Kini RI beli senjata tak cuma dari Amerika Serikat tapi juga Rusia.
Dalam kunjungannya ke Jakarta awal pekan ini, Menteri Pertahanan Amerika Serikat, Chuck Hagel, melontarkan pengumuman istimewa: pemerintahnya merestui penjualan helikopter tempur canggih AH-64E Apache kepada Indonesia. Ini tanda hubungan kedua negara di bidang pertahanan kian erat, dan AS kini menjadikan Indonesia sebagai pasar strategis bagi produk-produk persenjataannya.
"Menyediakan helikopter kelas dunia kepada Indonesia merupakan contoh komitmen kami untuk membangun kapabilitas militer Indonesia," kata Hagel usai bertamu ke Menteri Pertahanan RI, Purnomo Yusgiantoro, di Jakarta 26 Agustus 2013.
Menhan Purnomo mengungkapkan pembelian heli tempur itu memodernisasi alat utama sistem persenjataan (alutsista) Tentara Nasional Indonesia (TNI) yang sudah tergolong usang. Hampir 20 tahun lebih, kata Purnomo, Indonesia belum membeli peralatan militer baru.
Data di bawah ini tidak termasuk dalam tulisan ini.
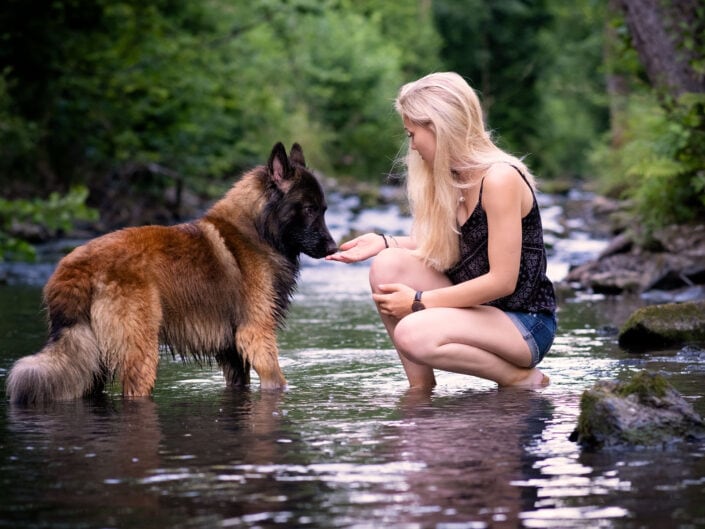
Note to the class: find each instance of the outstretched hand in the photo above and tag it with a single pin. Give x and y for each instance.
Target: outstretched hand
(358, 249)
(394, 299)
"Kami membelinya sebagai bagian dari upaya modernisasi peralatan perang militer Indonesia. Kami akui bahwa kualitas militer Indonesia masih rendah, oleh sebab itu akan terus diperbaiki," kata Purnomo.
Indonesia akan membeli Apache sebanyak delapan unit. Dalam satu paket, ungkap Wakil Menteri Pertahanan Sjafrie Sjamsoeddin, delapan heli ini seharga US$ 500 juta (sekitar Rp 5,4 triliun). Oktober 2014 sudah mulai tiba di Indonesia. "Pengiriman dilakukan bertahap. Lengkap dengan persenjataan dan suku cadang," kata Sjafrie.
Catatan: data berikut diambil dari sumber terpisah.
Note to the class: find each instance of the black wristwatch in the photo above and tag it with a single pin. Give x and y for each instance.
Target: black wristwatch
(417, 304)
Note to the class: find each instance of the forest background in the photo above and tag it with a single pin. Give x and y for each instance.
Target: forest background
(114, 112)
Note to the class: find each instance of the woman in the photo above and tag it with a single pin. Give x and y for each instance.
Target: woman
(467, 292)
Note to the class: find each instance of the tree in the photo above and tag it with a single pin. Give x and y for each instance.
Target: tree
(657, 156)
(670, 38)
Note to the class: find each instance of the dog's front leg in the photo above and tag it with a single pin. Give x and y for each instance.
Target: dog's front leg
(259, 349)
Apache adalah helikopter tempur andalan Angkatan Darat AS. Seri AH64E yang dibeli Indonesia ini adalah varian terbaru yang mulai diproduksi pada 2012.
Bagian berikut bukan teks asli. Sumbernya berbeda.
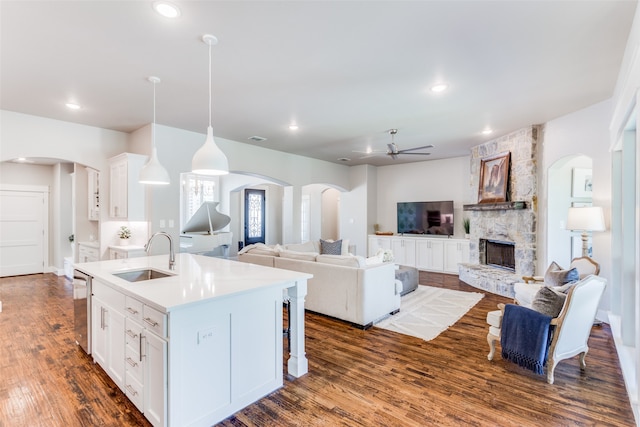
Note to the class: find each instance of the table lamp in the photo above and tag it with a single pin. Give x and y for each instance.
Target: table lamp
(585, 219)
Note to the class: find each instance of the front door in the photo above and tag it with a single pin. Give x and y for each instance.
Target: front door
(254, 216)
(22, 231)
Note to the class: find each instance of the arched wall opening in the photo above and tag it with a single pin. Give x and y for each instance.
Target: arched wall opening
(283, 209)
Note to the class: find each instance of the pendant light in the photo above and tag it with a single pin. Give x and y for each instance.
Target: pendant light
(153, 172)
(209, 159)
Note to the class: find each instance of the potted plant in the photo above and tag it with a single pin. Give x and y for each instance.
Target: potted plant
(124, 233)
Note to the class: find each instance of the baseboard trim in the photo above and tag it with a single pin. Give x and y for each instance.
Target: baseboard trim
(627, 357)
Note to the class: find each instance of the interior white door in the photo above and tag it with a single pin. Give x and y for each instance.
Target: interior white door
(22, 232)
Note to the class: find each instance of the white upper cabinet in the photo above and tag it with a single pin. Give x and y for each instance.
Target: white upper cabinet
(126, 195)
(93, 194)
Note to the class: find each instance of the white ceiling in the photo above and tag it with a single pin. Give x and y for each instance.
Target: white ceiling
(344, 71)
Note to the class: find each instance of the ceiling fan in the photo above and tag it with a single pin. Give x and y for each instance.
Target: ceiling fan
(393, 148)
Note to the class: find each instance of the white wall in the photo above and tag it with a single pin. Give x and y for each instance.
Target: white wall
(584, 132)
(432, 180)
(177, 146)
(559, 201)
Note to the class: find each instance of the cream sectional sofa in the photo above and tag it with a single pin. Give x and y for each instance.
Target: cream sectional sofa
(343, 286)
Dibuat oleh Boeing Co., helikopter ini memiliki sistem persenjataan dan pengintaian yang canggih, dan dilengkapi dengan radar Longbow Fire Control, perangkat lacak, dan sistem sasaran yang dibuat bersama dengan Northrop Grumman dan Lockheed Martin, ungkap harian The Wall Street Journal.
Selain mengumumkan penjualan helikopter Apache, Menhan Hagel pun mengutarakan pujian pemerintah AS atas membaiknya transparansi dan penegakan Hak Asasi Manusia (HAM) di Indonesia. "Kita harus mengupayakan kemajuan berikut atas isu yang penting ini demi mewujudkan hubungan yang lebih baik dalam bidang pertahanan," ujar Hagel.
Dia pun mendukung kerjasama militer kedua negara, baik di bidang pelatihan bersama dan pendidikan perwira. Bahkan, Hagel pun mendukung saran pembentukan asosiasi anggota TNI yang pernah berkuliah dan berlatih di AS, begitu asosiasi tentara AS yang pernah berlatih dan menempuh pendidikan di Indonesia.
Sikap AS atas Indonesia soal kerjasama di bidang pertahanan dan militer ini sangat bertolak belakang dari dua puluh tahun lalu. Dulu AS menjatuhkan embargo jual beli senjata dan pelatihan tentara atas Indonesia, sebagai hukuman atas kekerasan TNI atas warga di Timor Timur - yang telah berubah menjadi negara Timor Leste - pada dekade 1990an.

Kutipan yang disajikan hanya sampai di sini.